The one and only hearing on the topic marked an end to the public comment period on the copayments, which the Human Services Department first proposed in March. And while the department says the move would save about $1 million for the state’s strapped general fund, advocates for patients and health care providers counter that the policy would cost more to administer than it would raise in money for the state.

“Charging more fees isn’t going to save the state any more money,” said Abuko Estrada, a lawyer for the New Mexico Center on Law and Poverty. “The administra­tive costs are simply too high to justify charging copays.”

Instead, he argued the copays “really just end up amounting to a hidden and regressive tax on our poorest and most

vulnerable New Mexicans.”

Under the proposed rules, some patients enrolled in the state health insurance program would have to pay $5 to visit a doctor, $50 for a hospital stay or outpatient surgery as well as $2 per prescripti­on and $8 per nonpreferr­ed prescripti­on.

Certain Medicaid beneficiar­ies would be exempt from the copays, which would go into effect Oct. 1. Many Medicaid beneficiar­ies would be exempt from most of the copays if they live below the poverty line. Native Americans would not have to pay either because of the federal government’s trust responsibi­lities. People with intellectu­al disabiliti­es would be exempt, too. And copays would not apply for a range of services, such as family planning, medical care related to pregnancie­s or nursing home stays.

But Adam Shand, a family liaison for Parents Reaching Out, which serves the families of children who have disabiliti­es, says the various exemptions are not clear enough and would still leave too many people on the hook for copayments that would add up fast.

“They already have so many obstacles against them. They don’t need one more,” said Shand. “By making them pay these copays, you are making them decide between ‘Am I going to eat today or am I going to get health care?’ ”

A spokesman for the governor said Friday that the copays would fall on higher-earning Medicaid beneficiar­ies.

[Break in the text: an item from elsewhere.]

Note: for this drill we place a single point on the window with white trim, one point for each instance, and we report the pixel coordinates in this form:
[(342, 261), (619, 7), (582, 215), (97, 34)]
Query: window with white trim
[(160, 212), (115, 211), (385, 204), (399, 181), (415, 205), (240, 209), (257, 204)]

“Lawmakers explicitly mandated that we seek federal approval for copayments for certain services,” spokesman Joseph Cueto said, referring to the budget passed by legislator­s in 2016. The budget calls on the Human Services Department to adopt “cost sharing requiremen­ts.”

The latest budget, which took effect July 1, does not include any similar language.

Nonetheles­s, by charging a few dollars to visit the emergency room for nonemergen­cy care, for example, the state would be encouragin­g better use of the Medicaid system, Cueto argued.

“The Department’s goal is to encourage patients to see their doctor instead of going to the ER for non-emergent situations,” he said.

Calling on the administra­tion to drop the proposal, the New Mexico Center on Law and Poverty submitted a letter signed by 23 other organizati­ons, including the New Mexico Medical Society and the New Mexico Pediatric Society.

The groups argued that the administra­tive costs of attempting to collect the fees would further strain hospitals, doctors’ offices and clinics, resulting in fewer providers willing to take Medicaid patients.

The letter cites a 2004 study from Oklahoma that found providers collected only 29 percent of the copays owed by Medicaid recipients, “leaving the providers to bear the burden of providing uncompensa­ted care.”

Meanwhile, savings of $1.5 million for the state would lead it to lose $6 million in federal matching funds that would have gone into New Mexico’s health care system, the groups’ letter says.